The Fractional Series Solutions for the Conformable Time-Fractional Swift-Hohenberg Equation through the Conformable Shehu Daftardar-Jafari Approach with Comparative Analysis

Abstract

The major objective of this study is to derive fractional series solutions of the time-fractional Swift-Hohenberg equations (TFSHEs) in the sense of conformable derivative using the conformable Shehu transform (CST) and the Daftardar-Jafari approach (DJA). We call it the conformable Shehu Daftardar-Jafari approach (CSDJA). One of the universal equations used in the description of pattern formation in spatially extended dissipative systems is the Swift-Hohenberg equation. To assess the effectiveness and consistency of the suggested approach, the numerical results are compared with those obtained by the Elzaki decomposition method (EDM) in the sense of relative and absolute error functions, proving that the CSDJA is an effective substitute for techniques that use He’s or Adomian polynomials to solve TFSHEs.
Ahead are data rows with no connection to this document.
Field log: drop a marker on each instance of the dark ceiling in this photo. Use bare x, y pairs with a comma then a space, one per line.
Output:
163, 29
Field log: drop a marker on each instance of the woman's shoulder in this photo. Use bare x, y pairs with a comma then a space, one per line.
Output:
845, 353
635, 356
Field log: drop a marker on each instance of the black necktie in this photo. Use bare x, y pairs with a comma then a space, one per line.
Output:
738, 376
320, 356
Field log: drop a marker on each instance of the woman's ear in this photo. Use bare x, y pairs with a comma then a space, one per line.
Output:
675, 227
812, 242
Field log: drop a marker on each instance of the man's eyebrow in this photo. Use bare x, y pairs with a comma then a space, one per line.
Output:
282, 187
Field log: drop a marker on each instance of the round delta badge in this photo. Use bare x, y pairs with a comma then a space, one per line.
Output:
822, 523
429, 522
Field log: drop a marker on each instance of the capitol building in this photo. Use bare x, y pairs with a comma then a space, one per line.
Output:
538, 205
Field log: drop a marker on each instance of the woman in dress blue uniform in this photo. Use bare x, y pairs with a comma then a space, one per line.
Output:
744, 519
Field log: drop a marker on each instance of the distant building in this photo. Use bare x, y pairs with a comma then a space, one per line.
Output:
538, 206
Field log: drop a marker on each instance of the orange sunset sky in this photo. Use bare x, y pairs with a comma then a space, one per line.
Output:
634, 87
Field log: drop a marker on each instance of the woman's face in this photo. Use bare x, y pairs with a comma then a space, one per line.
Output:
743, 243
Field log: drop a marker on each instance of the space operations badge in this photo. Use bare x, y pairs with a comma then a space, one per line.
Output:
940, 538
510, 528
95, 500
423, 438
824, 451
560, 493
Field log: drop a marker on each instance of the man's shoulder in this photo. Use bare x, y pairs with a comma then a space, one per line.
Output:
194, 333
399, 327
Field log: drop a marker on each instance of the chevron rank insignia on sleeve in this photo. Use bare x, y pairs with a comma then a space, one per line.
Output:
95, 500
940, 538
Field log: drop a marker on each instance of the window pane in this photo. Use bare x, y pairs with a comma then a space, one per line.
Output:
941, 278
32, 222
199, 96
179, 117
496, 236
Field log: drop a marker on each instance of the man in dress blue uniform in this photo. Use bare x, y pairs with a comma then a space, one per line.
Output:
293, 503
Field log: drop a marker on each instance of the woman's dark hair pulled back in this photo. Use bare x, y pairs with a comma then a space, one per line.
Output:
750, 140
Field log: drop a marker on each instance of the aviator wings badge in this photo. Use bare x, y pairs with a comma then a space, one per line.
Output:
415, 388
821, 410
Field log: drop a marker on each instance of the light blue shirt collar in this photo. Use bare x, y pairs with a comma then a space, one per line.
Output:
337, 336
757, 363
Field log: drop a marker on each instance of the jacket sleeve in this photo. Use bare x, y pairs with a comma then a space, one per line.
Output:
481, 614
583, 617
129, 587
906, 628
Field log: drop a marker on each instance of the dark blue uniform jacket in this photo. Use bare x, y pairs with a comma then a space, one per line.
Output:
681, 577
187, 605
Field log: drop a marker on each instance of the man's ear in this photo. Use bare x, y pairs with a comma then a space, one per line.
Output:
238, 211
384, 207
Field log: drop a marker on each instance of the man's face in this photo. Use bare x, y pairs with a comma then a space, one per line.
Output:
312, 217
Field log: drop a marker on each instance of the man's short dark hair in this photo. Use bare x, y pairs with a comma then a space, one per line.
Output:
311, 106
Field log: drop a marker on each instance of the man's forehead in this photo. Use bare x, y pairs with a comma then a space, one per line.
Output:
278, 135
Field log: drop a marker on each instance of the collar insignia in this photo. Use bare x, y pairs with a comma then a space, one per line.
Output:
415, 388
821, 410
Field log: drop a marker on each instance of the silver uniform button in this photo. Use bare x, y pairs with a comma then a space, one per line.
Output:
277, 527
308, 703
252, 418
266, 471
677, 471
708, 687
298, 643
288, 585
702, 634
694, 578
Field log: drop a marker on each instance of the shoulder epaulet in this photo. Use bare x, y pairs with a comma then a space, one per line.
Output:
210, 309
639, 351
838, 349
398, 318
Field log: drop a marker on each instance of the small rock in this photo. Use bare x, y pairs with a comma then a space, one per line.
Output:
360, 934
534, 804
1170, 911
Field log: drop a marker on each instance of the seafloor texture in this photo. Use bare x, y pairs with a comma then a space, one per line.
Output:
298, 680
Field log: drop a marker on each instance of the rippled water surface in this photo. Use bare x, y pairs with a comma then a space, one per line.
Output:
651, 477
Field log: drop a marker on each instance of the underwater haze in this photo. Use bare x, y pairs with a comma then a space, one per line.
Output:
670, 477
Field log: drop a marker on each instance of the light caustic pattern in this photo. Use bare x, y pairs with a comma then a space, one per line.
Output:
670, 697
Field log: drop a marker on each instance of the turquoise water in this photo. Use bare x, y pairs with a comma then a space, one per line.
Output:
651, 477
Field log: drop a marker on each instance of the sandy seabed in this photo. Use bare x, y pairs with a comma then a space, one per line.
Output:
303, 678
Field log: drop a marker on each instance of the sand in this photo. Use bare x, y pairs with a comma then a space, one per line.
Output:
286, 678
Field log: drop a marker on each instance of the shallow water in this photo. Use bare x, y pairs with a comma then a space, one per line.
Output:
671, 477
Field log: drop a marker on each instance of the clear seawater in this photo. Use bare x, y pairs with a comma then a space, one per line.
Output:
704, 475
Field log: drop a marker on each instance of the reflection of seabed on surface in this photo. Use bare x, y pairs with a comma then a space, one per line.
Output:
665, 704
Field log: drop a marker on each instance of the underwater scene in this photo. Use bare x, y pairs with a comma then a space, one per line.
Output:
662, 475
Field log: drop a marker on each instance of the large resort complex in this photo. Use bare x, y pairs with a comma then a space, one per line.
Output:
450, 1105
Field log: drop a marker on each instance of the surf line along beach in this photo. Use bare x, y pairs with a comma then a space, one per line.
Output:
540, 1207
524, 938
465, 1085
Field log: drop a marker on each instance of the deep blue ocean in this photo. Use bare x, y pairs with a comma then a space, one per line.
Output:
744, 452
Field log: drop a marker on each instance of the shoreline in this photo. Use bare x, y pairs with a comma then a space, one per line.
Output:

The transition from the imprecise solution to the precise solution at various values of fractional-order derivatives is shown using the recurrence error function. Furthermore, the exact and approximative solutions are compared using 2D and 3D graphics and also numerically in the form of relative and absolute error functions. The results show that the procedure is quick, precise, and easy to implement, and it yields outstanding results. The recommended approach’s strength, which gives it an advantage over the Adomian decomposition and homotopy perturbation methods, is its algorithm for dealing with nonlinear problems without the use of Adomian polynomials or He’s polynomials. The advantage of this method is that it does not make any assumptions about physical parameters. As a result, it can be used to solve both weakly and strongly nonlinear problems and circumvent some of the drawbacks of perturbation techniques.